Functional brain basis of hypnotizability

Abstract

Context: Focused hypnotic concentration is a model for brain control over sensation and behavior. Pain and anxiety can be effectively alleviated by hypnotic suggestion, which modulates activity in brain regions associated with focused attention, but the specific neural network underlying this phenomenon is not known.

Objective: To investigate the brain basis of hypnotizability.

Design: Cross-sectional, in vivo neuroimaging study performed from November 2005 through July 2006.

Setting: Academic medical center at Stanford University School of Medicine.

Patients: Twelve adults with high and 12 adults with low hypnotizability.

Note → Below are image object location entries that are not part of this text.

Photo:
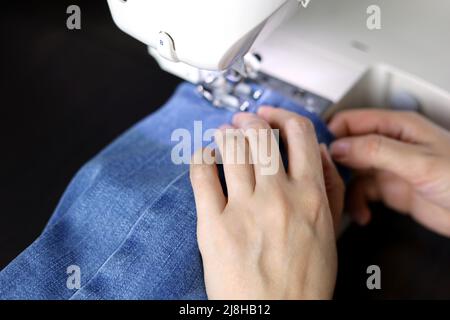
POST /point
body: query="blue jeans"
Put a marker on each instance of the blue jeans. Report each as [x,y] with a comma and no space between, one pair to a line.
[128,217]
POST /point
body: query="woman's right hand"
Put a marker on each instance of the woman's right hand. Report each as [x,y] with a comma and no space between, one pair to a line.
[400,158]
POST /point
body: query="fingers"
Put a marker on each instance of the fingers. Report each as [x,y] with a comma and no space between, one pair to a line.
[335,187]
[300,138]
[359,193]
[209,198]
[264,148]
[236,159]
[404,126]
[382,153]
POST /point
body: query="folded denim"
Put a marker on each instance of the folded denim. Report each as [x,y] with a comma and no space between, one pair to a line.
[128,217]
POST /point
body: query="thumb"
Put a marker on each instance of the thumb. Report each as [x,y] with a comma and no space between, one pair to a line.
[409,162]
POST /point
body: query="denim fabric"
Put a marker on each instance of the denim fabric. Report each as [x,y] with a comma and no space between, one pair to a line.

Main outcome measures: Functional magnetic resonance imaging to measure functional connectivity networks at rest, including default-mode, salience, and executive-control networks; structural T1 magnetic resonance imaging to measure regional gray and white matter volumes; and diffusion tensor imaging to measure white matter microstructural integrity.

Results: High compared with low hypnotizable individuals had greater functional connectivity between the left dorsolateral prefrontal cortex, an executive-control region of the brain, and the salience network composed of the dorsal anterior cingulate cortex, anterior insula, amygdala, and ventral striatum, involved in detecting, integrating, and filtering relevant somatic, autonomic, and emotional information using independent component analysis. Seed-based analysis confirmed elevated functional coupling between the dorsal anterior cingulate cortex and the dorsolateral prefrontal cortex in high compared with low hypnotizable individuals. These functional differences were not due to any variation in brain structure in these regions, including regional gray and white matter volumes and white matter microstructure.

Conclusions: Our results provide novel evidence that altered functional connectivity in the dorsolateral prefrontal cortex and dorsal anterior cingulate cortex may underlie hypnotizability. Future studies focusing on how these functional networks change and interact during hypnosis are warranted.

Figures

Figure 1. Templates used to select decomposed spatial maps for each network per subject

Figure 2. Functional connectivity in the HIGH and LOW groups

(A) Difference in ICA maps of the salience network between the HIGH and LOW groups. Brain regions that show significantly greater connectivity in HIGH compared to LOW using t-tests (left) and large effect-size (right). (B) Significant clusters derived from one-sample t-tests of ICA maps for the salience, default-mode and executive-control networks for subjects with high and low hypnotizability (HIGH and LOW). Sagittal slices: x=-2 in Talairach coordinates. dACC: anterior cingulate cortex, DLPFC: dorsolateral prefrontal cortex. (C) Seed-based correlations showing significant difference in functional dACC-DLPFC connectivity between the HIGH and LOW groups.